Chapter 7 focuses on understanding your credit report. Abagnale begins the chapter with a story of his
son who discovered two fraudulent accounts in his credit report, one that would have been opened
when he was eight years old and one Discover card that he never had. He recounted the arduous task of
removing that accounts from his son’s credit report. Abagnale points out that a person’s credit report
and credit score are critically important in obtaining loans for houses, cars and other assets, when
applying to colleges, and in the workforce. Yet, surprisingly, a recent study by the Federal Reserve
showed that 70 percent of credit reports contain a mistake. Abagnale’s take home message from the
chapter is to frequently check your credit report, which can be done free once a year from each credit
bureau (Equifax, Experian, and TransUnion).

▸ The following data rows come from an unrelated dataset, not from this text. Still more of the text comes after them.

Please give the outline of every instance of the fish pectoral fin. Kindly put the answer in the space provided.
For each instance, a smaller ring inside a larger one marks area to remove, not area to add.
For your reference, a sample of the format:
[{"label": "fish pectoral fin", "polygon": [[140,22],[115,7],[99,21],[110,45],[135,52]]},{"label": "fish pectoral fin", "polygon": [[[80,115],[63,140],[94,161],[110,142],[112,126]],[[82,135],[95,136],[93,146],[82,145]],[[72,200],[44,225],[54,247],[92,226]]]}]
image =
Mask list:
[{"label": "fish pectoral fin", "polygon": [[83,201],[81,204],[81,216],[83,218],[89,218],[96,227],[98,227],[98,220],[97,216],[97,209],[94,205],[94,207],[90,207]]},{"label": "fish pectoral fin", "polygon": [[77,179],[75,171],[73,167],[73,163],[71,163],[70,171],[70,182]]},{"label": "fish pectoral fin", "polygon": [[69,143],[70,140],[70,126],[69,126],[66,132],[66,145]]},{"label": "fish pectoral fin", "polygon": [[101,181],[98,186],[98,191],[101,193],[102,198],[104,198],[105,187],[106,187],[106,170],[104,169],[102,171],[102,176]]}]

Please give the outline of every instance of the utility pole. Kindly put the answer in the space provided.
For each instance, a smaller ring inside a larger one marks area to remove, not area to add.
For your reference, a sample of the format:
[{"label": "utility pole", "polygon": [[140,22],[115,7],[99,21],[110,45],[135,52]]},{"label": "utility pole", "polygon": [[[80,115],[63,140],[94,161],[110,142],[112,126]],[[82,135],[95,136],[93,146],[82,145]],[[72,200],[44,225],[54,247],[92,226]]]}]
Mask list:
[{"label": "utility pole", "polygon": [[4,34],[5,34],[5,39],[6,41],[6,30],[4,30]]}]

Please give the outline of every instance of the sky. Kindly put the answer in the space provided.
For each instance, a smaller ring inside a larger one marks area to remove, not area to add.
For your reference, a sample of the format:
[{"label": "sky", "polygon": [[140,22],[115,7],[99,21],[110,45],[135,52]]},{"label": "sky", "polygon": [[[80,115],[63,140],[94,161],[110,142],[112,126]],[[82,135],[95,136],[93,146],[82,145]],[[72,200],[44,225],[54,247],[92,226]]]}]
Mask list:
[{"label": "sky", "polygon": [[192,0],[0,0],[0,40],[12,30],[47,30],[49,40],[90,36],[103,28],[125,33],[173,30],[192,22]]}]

Each person’s credit report contains four sections: 1) Identifying information; 2) Credit History; 3) Public
Records; and 4) Inquiries. The identifying information contains basic personal information including a
person’s name, social security number, and address. Credit history includes a history of a person’s
accounts and balances, credit limits, reliability of payments, etc. These play a large role in determining
a person’s credit score, which ranges from 300 (worst possible) to 850 (best possible) and is vital in
determining whether a person is approved for credit. The third section is blank for many people as it
includes information, if applicable, about bankruptcy, tax liens, overdue child support, etc. The inquiries
section contains information of all those who have requested your credit report.
Abagnale concludes the chapter by saying “credit history should be handled by a government agency,
not by a profit-making organization” (p. 158). Why does he say this? Do you agree? Why or why not?